They show the remains of "Klapperkop Tom" (a.k.a. "The Meddler" or "Fiddling Jimmy"). It was blown up on the farm "Rietfontein", near Lydenburg, on 16 April 1901. The gun was removed by the British, but the tangent sight can still be seen in the Lydenburg Museum. Another photograph of the same scene can be found in Changuion 2001 (p. 151). Prof Changuion's caption reads "The remains of the Long Tom that was destroyed at Rietfontein (Lydenburg) being removed by the British".

This is the gun referred to in my post about the 6.3-inch howitzers ( Castor & Pollux ). It saw action at Ladysmith, first positioned on Middle Hill (27 Nov - c. 3 Dec 1899), and later, after being repaired in the Pretoria NZASM workshops, on Telegraph Ridge (12 Dec 1899 - 15 Feb 1900).

Below are three photographs taken by Lieutenant Alexander, Scots Guards, of "Wonderboom Tom" (a.k.a. "Puffing Billy", of Umbulwana fame), after its destruction near Komatipoort on 22 September 1900. This was the first Long Tom to be destroyed by the Boers.

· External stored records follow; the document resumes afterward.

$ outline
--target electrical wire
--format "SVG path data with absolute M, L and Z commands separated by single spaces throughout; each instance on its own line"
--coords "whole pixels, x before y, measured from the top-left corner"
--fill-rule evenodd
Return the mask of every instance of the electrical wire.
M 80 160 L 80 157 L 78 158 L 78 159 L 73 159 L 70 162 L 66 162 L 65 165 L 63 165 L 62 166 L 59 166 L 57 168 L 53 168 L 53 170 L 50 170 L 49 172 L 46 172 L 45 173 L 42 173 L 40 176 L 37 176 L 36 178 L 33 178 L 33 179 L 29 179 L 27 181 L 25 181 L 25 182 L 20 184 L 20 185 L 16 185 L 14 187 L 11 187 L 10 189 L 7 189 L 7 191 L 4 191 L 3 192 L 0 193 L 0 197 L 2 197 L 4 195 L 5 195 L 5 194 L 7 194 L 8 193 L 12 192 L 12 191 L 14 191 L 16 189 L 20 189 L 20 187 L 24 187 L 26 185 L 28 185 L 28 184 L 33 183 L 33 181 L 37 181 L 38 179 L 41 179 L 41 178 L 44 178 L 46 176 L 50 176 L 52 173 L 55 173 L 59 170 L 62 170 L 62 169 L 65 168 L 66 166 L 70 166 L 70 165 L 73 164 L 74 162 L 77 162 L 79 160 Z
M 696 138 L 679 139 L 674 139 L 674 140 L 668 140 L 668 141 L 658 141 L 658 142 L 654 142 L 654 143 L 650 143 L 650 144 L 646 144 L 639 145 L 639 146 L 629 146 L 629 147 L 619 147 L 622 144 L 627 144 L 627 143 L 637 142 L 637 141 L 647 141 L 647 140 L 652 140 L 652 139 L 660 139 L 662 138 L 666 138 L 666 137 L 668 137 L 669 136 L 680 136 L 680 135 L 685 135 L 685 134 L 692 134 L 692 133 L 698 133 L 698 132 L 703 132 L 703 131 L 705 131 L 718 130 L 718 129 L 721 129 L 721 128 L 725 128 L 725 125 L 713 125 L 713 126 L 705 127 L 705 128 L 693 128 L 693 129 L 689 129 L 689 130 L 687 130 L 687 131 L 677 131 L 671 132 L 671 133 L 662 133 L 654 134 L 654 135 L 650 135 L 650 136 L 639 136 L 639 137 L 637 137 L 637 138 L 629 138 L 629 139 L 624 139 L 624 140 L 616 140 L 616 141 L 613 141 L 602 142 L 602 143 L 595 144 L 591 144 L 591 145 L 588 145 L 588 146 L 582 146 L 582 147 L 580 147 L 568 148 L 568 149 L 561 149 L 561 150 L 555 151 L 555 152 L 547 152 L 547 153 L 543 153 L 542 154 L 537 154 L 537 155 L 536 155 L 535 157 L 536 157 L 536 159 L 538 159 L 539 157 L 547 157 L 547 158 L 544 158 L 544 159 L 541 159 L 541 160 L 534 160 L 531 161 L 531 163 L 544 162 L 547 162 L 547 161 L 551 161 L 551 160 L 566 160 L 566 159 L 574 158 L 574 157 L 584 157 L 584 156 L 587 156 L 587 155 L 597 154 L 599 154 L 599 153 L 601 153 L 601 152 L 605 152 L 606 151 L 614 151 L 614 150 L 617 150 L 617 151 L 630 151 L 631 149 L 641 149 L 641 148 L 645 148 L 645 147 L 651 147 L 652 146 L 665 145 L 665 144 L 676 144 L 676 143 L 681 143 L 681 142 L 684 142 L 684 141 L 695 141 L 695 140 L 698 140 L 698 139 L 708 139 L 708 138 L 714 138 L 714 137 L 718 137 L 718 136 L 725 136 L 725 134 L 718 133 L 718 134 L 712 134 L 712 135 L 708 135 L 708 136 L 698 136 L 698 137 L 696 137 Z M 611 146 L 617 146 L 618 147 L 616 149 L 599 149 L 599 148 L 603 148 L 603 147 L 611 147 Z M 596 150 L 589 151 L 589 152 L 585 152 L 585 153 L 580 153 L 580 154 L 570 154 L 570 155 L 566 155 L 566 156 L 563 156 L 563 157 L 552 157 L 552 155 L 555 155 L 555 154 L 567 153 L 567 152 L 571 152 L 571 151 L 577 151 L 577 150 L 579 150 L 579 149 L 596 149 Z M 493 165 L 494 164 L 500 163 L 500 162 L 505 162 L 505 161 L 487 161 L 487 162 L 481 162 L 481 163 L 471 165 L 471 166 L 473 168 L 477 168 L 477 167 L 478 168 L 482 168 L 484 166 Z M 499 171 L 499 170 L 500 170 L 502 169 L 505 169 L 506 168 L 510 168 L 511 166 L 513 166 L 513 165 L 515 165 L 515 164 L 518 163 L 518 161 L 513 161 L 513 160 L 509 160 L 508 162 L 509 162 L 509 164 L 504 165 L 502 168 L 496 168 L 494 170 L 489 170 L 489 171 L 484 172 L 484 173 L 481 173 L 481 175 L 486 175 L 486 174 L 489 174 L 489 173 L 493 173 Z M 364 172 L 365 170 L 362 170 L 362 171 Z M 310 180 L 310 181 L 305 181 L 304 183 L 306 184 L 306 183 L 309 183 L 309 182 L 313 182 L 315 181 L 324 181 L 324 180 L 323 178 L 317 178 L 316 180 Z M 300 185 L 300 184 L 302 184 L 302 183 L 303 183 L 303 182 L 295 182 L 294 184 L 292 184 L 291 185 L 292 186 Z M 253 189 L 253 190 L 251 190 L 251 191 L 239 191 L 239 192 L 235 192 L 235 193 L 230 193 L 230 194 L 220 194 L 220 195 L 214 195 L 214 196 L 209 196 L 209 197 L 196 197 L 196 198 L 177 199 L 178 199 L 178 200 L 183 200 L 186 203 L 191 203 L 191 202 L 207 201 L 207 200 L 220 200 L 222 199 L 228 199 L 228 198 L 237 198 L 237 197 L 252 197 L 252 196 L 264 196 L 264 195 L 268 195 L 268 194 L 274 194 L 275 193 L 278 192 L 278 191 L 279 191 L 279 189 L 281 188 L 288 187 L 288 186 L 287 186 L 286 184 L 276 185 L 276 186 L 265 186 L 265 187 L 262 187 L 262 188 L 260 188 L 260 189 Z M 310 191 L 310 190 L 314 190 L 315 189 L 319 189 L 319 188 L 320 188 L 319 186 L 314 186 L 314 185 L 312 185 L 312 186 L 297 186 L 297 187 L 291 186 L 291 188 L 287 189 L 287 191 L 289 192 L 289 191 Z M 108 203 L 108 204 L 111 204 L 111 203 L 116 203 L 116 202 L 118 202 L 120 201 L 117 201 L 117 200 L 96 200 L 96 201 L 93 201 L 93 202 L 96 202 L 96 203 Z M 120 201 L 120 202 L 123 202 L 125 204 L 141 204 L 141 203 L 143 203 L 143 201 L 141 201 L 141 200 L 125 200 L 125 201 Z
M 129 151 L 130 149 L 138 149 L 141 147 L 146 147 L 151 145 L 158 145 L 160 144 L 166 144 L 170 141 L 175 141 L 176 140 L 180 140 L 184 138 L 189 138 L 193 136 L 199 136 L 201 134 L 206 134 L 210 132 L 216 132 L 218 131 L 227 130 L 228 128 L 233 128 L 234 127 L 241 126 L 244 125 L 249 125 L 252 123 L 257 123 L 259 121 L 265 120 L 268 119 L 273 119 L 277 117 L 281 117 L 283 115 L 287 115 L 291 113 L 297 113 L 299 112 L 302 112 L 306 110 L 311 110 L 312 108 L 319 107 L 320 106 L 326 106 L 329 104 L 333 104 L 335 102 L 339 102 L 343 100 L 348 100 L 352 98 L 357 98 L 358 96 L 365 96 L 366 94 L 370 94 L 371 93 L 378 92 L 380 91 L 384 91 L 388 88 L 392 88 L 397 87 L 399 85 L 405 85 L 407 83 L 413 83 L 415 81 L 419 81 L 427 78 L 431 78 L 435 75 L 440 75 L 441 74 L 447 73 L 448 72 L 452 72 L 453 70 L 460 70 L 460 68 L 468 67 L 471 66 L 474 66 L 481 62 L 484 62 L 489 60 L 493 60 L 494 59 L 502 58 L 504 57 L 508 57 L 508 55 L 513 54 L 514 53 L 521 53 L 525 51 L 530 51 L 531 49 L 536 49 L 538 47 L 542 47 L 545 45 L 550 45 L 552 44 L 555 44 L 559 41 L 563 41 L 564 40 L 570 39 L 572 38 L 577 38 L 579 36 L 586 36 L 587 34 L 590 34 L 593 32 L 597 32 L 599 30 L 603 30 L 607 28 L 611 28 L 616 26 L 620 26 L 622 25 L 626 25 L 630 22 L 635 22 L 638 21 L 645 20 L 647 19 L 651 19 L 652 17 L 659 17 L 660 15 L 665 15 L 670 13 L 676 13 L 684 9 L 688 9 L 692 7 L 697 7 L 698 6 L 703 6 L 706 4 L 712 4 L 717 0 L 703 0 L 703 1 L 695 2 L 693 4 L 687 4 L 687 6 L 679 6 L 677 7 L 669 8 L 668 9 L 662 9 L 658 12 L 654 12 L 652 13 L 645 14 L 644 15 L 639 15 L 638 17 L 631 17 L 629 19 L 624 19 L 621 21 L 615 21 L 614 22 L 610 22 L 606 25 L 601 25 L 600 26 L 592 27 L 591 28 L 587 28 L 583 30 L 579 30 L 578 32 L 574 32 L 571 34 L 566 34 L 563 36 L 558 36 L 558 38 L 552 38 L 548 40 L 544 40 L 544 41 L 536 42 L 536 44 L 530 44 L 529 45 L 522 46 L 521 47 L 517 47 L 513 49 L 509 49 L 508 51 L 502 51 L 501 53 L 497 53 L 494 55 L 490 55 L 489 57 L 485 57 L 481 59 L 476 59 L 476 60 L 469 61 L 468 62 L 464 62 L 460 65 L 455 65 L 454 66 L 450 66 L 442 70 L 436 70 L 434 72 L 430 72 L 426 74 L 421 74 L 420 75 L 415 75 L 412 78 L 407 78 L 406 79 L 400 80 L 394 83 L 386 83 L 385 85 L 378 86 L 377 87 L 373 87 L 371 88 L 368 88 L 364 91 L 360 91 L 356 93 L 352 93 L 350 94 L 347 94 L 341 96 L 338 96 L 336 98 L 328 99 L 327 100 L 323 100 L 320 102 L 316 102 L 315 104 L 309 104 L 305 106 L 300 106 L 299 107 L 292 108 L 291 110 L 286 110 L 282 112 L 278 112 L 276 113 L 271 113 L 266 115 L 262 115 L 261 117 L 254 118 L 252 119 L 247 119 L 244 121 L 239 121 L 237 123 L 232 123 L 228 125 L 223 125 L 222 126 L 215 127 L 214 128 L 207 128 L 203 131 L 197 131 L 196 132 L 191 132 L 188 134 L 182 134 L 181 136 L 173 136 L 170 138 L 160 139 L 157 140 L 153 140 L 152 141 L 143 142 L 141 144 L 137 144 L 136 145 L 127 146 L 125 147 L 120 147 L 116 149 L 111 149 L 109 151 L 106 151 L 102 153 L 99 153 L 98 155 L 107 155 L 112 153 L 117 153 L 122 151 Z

The Komatipoort gun was taken by Lord Roberts, and after being exhibited at the Glasgow Exhibition (2 May - 9 Nov 1901), was added to his private collection at Englemere in 1906. Here it remained until June 1940, when the entire Englemere collection was donated to the nation by Countess Roberts (Lord Roberts's daughter) and smelted as part of the war effort.

Note that the Scots Guards officer (Major McGregor) in the second photograph carries a captured Mauser carbine and Boer bandolier.